Na ocasião, a disponibilidade hídrica foi considerada insuficiente para atender à empresa, à sociedade e ao crescimento populacional previsto ao fim das obras.
Entretanto, o mesmo obstáculo não foi imposto à Vale, que conta com a receptividade do órgão ambiental para a realização do seu empreendimento, e apesar dos apelos da comunidade alertando sobre a indisponibilidade hídrica do rio Benevente, irá consumir o dobro de água captada do rio Benevente para o município de Guarapari, segundo o Grupo de Apoio ao Meio Ambiente (Gama), que vive próximo ao ponto de onde a siderúrgica pretende extrair a água do rio.

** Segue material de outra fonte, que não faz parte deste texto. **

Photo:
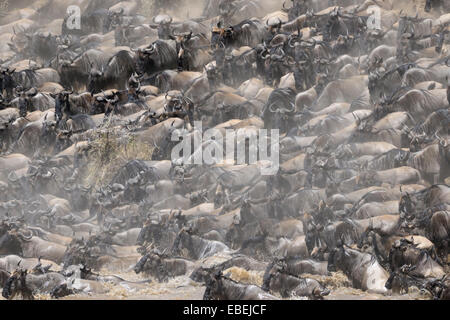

A reviravolta da postura do governo do Estado diante da proposta da Vale em construir em Anchieta intriga ambientalistas e revolta comunidades ribeirinhas e camponesas que vivem na região.
A instalação da CSU também comprometerá o manguezal e toda a sua biodiversidade associada. A previsão é que a biodiversidade, que depende de uma vazão razoável para sobreviver, também sofra com a falta de água.
Outro problema da captação da água da CSU é que o rio Benevente deságua no mar, justamente em Anchieta, e com o elevado consumo de água a cunha salina mudará sua dinâmica.
A alta demanda da indústria e o crescimento populacional podem levar o sistema hídrico da região a um colapso, segundo os ambientalistas.